Josie /Zhuoshi Xie

Design Projects

Redesign

Visual design & brand application

Our marketing team hired external contractors to design a new brand.

Boom. Suddenly, there was a new logo and new colors and none of our product designers were involved.

We asked if we could still propose changes but it seemed like we were stuck. We needed to figure out how the new brand was going to apply to the Venmo app.

In the first phase, I paired closely with another designer.

We paired and worked on the same Sketch file, iterating on type and color choices. We had critiques with the rest of the design team, the external marketing designer, as well as the marketing and product teams.

We took the brand attributes of boldness and authenticity to develop colors and type styles.

Colors.
Type styles.

We looked at other apps, and tried a lot of different things. The brand suggested that we were not to be afraid of being bold and daring in our visual design.

Initial explorations.

After many rounds of iteration, we arrived at this set of styles.

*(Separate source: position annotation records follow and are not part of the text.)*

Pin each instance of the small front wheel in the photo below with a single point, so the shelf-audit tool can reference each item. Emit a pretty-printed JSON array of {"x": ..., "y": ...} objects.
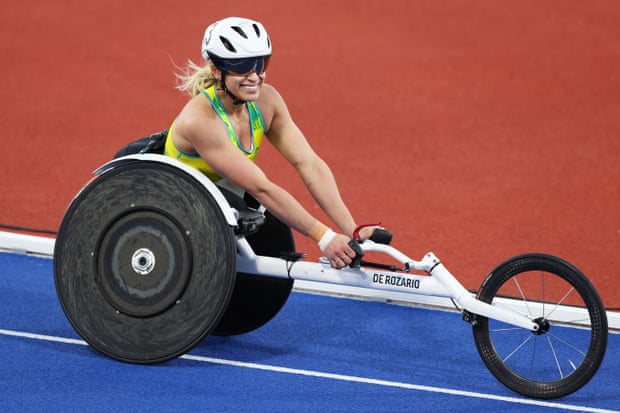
[{"x": 569, "y": 347}]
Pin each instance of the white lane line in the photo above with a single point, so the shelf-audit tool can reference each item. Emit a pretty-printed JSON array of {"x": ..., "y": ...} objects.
[{"x": 340, "y": 377}]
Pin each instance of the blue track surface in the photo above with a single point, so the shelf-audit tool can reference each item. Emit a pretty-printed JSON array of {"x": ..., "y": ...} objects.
[{"x": 319, "y": 354}]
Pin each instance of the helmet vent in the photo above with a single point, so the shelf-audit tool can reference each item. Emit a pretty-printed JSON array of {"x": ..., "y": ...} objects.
[
  {"x": 240, "y": 31},
  {"x": 227, "y": 44}
]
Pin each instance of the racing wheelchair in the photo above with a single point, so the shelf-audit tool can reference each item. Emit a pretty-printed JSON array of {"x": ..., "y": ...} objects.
[{"x": 151, "y": 257}]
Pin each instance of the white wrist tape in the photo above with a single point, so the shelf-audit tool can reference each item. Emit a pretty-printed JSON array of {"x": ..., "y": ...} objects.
[{"x": 326, "y": 239}]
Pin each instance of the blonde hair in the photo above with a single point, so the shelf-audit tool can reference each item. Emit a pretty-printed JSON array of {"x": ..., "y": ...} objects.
[{"x": 194, "y": 78}]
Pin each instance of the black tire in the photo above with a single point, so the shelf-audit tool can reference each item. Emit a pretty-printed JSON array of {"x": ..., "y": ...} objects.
[
  {"x": 569, "y": 348},
  {"x": 144, "y": 262},
  {"x": 257, "y": 299}
]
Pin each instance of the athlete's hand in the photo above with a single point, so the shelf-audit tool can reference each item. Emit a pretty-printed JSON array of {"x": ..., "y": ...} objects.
[{"x": 338, "y": 252}]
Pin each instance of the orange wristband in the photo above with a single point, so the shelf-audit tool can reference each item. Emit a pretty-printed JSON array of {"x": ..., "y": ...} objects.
[{"x": 318, "y": 231}]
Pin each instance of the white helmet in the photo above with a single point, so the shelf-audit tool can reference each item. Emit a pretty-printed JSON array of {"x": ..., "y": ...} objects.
[{"x": 237, "y": 44}]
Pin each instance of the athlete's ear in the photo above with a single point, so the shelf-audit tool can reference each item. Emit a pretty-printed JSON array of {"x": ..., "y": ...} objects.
[{"x": 217, "y": 73}]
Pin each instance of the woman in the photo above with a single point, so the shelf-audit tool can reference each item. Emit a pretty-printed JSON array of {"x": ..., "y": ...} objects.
[{"x": 220, "y": 130}]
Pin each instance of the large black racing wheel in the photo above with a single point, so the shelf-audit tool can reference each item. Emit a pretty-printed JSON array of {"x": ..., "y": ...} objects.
[
  {"x": 144, "y": 262},
  {"x": 258, "y": 298},
  {"x": 569, "y": 347}
]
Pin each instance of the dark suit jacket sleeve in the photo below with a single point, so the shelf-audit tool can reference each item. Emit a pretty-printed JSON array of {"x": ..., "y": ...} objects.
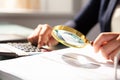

It's bold compared to the safe, blue-and-white UI we had at the time, without going over the top. In determining the styles, we considered factors like legibility and contrast, and how well we can apply it across a variety of use cases.

We spent a lot of time and many critiques discussing the color of secondary buttons. Eventually we decided that what worked well was not a color, but instead an outlined button.

Emphasizing the note in the feed.
Pull-to-refresh with secondary color.

We already had plans to start moving towards emphasizing the note over the people in each story, so it was natural for us to use a larger and bolder size for the note in this project.

We played around a lot of secondary colors, and using other colors to tone down the bright orange. We landed on a concept of showing the secondary blue on a pull-to-refresh interaction.

Suddenly, our brand color changed from orange to teal.

The marketing team discovered a very similar brand that was red. So they put out a poll to the wider team, with four shades of blue as options. Teal won.

In this phase of the project, I worked alone, with regular checkins with stakeholder teams.

I explored a number of different palettes and applied the colors to the app.

Explorations.

Through explorations, I eventually arrived at a concept I called melt.

The concept provided a foundation for the visuals and animations in the app.

A design language concept.

Feedback about the teal and blue UI was varied.

In the next phase, I worked closely with the external marketing designer to iterate on the color choices. We tested on both the marketing context and the product context.

We brought back the orange as a secondary color in the brand but primary color for the app. This was partially because our original designs with orange as the primary color was already vetted by product and marketing stakeholders, prior to the change to teal.

Unfortunately, there was no leadership or product buy-in for the new colors.

The rebrand of colors was put on hold.

In order not to waste work, we started to use some of the same type styles in the app, but without the rebranded colors.

Time passed.

A design language project was prioritized within the design team.

We had some designers leave and new designers join.
There was also a new head of design.

There were further discussion about executing the entire rebrand project, but that failed, so our head of design decided to prioritize a redesign of the app to make Venmo more polished and more modern.

During this time I transitioned from designing Commerce features for Venmo to being an Android platform designer.

For our redesign, I wanted to come up with a concept like melt,

—a concept that would guide our visual and animation language. For this phase, I worked closely with our iOS platform designer.

The concept I pitched was duality.

I led a free-association brainstorm, and when we looked at which words we liked and which words fit Venmo, we dwelled a lot on the idea of a swan, where the body is calm, and the feet underneath are tumultuously paddling.

The idea of duality in a swan, in Venmo, and in interface.
The idea of duality translated to visuals.

I explored two sets of type styles,

—one bold and expressive, and the other calm and quiet. I arrived at the final selection based largely on their ability to coexist and feel like the same set, while still portraying their own respective characteristics.

Applications of new typography.

We applied these new styles across a variety of screens in our app.